Possibly as early as its founding, the altar may have been the zero point from which the herms, erected by Hipparchus, marked the halfway points of the roads from Athens to its demes.

==Dionysia==
The altar apparently had played some role in the City Dionysia. Pindar's quote may be in reference to the Dionysia, and Xenophon mentions that during the Dionysia choruses performed dances in honor of the Twelve, presumably at their Altar during the Dionysia procession:

"As for the processions, I think they would be most acceptable both to the gods and to the spectators if they included a gala ride in the market place. The starting point would be the Herms; and the cavalry would ride round saluting the gods at their shrines and statues. So at the Great Dionysia the dance of the choruses forms part of the homage offered to the Twelve and to other gods."

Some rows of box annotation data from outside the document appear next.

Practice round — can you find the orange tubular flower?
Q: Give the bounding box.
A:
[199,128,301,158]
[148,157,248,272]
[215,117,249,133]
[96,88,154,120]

==Supplication and refuge==
The altar also functioned as a place of supplication and refuge. In 519 BC, when the Plataeans came to Athens seeking protection from Thebes, according to Herodotus, while "the Athenians were making sacrifices to the twelve gods, they [the Plataeans] sat at the altar as suppliants and put themselves under protection." In 431 BC, as the result of accusations of the misappropriation of public funds involving Pericles and the sculptor Phidias, some of Phidias's assistants probably sat as suppliants at the Altar. And, shortly before his execution at Athens (in about 355 BC), the Athenian general Callistratus took refuge there as well.

==Modern discovery==
The exact location of the altar within the Classical Agora, unspecified in ancient sources, was discovered through excavations, in 1891 and 1934, at a site just opposite the Stoa of Zeus, and adjacent to the Panathenaic Way, which connected the Agora with the Acropolis. Two short sections of wall were uncovered in 1891, during construction of the Athens-Piraeus Electric Railway. In 1934 during excavations conducted by the American School of Classical Studies at Athens in the Agora, to the south of the railway, the southwest corner of an enclosure was discovered, which was identified as the continuation of the sections of wall discovered in 1891. Also discovered abutting the west wall, was a Pentelic marble statue base inscribed on its front:

Leagros, son of Glaukon, dedicated [this]
to the Twelve Gods

thus identifying the enclosure as that of the Altar of the Twelve Gods.

As of 1992, "nearly nine-tenths" of the altar lay buried beneath the Athens-Piraeus Electric Railway, with only the southwest corner of the enclosure visible. More of the altar was uncovered by Greek archaeologists in 2011 when the train tracks were temporarily removed for maintenance work. Once the altar was exposed, archaeologists and a group promoting the revival of ancient Greek polytheism filed legal injunctions to prevent replacement of the tracks of the Athens-Piraeus Railway. The court ruled that public transportation needs prevailed, and the altar was covered up again in August 2011.

==Reconstruction==
The Altar's rectangular enclosure or peribolos, was roughly square, 9.5m per side, with its north-south axis oriented just to the west of north. A parapet wall surrounded a paved enclosure containing a rectangular altar proper, presumably at its center. The parapet had a central opening to the west, into the agora, and probably another central opening to the east opening onto the Panathenaic Way. Four three-figure reliefs with mythological subjects, known only from copies, perhaps decorated the parapet enclosure.

==Other literary and epigraphic testimonia==
When the Athenian herms were mutilated in 415 BC, according to Plutarch, a man castrated himself on the Altar. A fifth-century dedication by a victorious athlete at the Nemean and Isthmian Games, and two fourth-century dedications, one by the Athenian trierarch, Philippos, son of Iasodemos, the other by the Athenian Boule, have been associated with the Altar. A bronze statue of Demosthenes was erected near the altar in the "archonship of Gorgias", probably in 280/279 BC. References to the altar cease after the 3rd c. BC. A second-century AD inscription indicates a reserved seat for the priest of the Twelve Gods in the Theater of Dionysus.